いかに体を揺り動かそうと退く気配は無く参ったな…と溜め息をつけばさっちゃんがおずおずと口を開いた。


「…前から思ってたんだけどさ、風魔と仁さんてそういう関係なの?やけに仲良さげだけど」

「超が付く程健全な関係だっつの!小太郎ちゃんが甘えたなだけだわ、つかほらもー小太郎ちゃん起きろって」


未だに人の足を枕にして動かない赤毛をわしゃわしゃと撫で回せばそのまま手を捕まれ動きを封じられる。ちろり、と髪の隙間から見えた目は楽しそうに細められている。…この甘えんボーイめ…!


「こんにゃろ、こうなりゃ強行手段だかんな!そぉい!」

「…!!」

「膝枕して欲しかったらお風呂洗ってさっちゃんに入り方教えてからになさい!明日の朝入るなら今日は入らんでもいーから、な?」

「…」


強行手段と称してソファーから立ち上がれば自動的に小太郎ちゃんの頭は膝から落ちて眠りは妨げられる。小太郎ちゃんは目で不満を訴えたが無視して風呂洗いを命じれば渋々ではあるが風呂場へと向かって行った。


「お疲れさまー」

「子供が甘えん坊だと大変だなぁ母さん」

「そうねあなた、って何言わせんのさ」

「さっちゃんが自分からノったくせに!」


小太郎ちゃんが退いて空いた隣に今度はさっちゃんが腰掛ける。ポチポチと面白そうな番組を探してチャンネルを回せばさっちゃんがじっと俺の方を見ていた。照準は太もも。


「…膝枕すっか?」

「あ、いや、ちがっそういうんじゃなくて、…あの風魔が誰かに膝枕されるのとか想像もつかなくて」

「あのっておま…そういやさっちゃん最初来た時から風の悪魔だの何だのって随分御大層な呼び方してたよな、アレってなんなん?」

「…いやまぁ一緒に暮らしてる仁さんにこんなの言うのもなんだけどさ、風魔ってアレでもあっちの世じゃ"伝説"なんて呼ばれてるそりゃもう有名な忍なのよ?」

「…マジで?」

「ホントホント。
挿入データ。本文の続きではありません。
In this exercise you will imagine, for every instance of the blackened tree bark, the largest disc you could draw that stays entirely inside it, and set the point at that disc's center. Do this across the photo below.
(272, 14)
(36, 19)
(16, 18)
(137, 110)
化け物みたいに強いし術は見たこと無いのばかりだし速いしで俺様昔殺されかけたりもしたんだから!」

「さっちゃんそれで良く一緒に住もうと思ったな!」

「忍の世界でいつでも死は隣り合わせだかんねぇ、死なないだけ儲けモンさ。…ちょっとちょっと暗い顔しなさんな、此処じゃそんなの気にしてないから!ね?」

「うん…」


さっちゃんが焦った様にあたふたするのでずるっと鼻をすすった。


「…まぁでもだからこそ俺様今の風魔がちょっと信じられないのよねー、そもそも何で膝枕なんかしたのさ?」

「あー…小太郎ちゃんが世話になるから何か手伝いさせろってんでふざけてご褒美にー、って膝枕始めたら気に入られて今に至る的な?」

「ふぅん、ご褒美ねぇ…んじゃ俺様にもご褒美ちょーだい!ご飯作ってあげたっしょ?」

「おじさんにあげられる物なんてこの身一つしか…!さすけ様嗚呼オヤメニナッテー!」

「よいではないかーよいではないかー」


自分の体を抱いてわざとらしく高い声を出せばさっちゃんは手をわきわきさせながら悪人顔で迫ってくる。イケメンが台無しだぞー。


「よいしょ、隙ありっ」

「うぉう?さっちゃん…?」

「風魔いっつも仁さんの右足を枕にしてるから、左は俺様にちょーだい?あげられる物は身一つだけなんでしょ?」


一頻り茶番をするとぽすり、とさっちゃんが俺の足に頭を置いた。いきなりで頭に?を浮かべて首を傾げればさっちゃんはイタズラが成功したような顔で笑った。それにつられて笑えば「仁さん筋肉無いから柔らかいねー」だなんてほざきやがったので頬をつねりあげてやった。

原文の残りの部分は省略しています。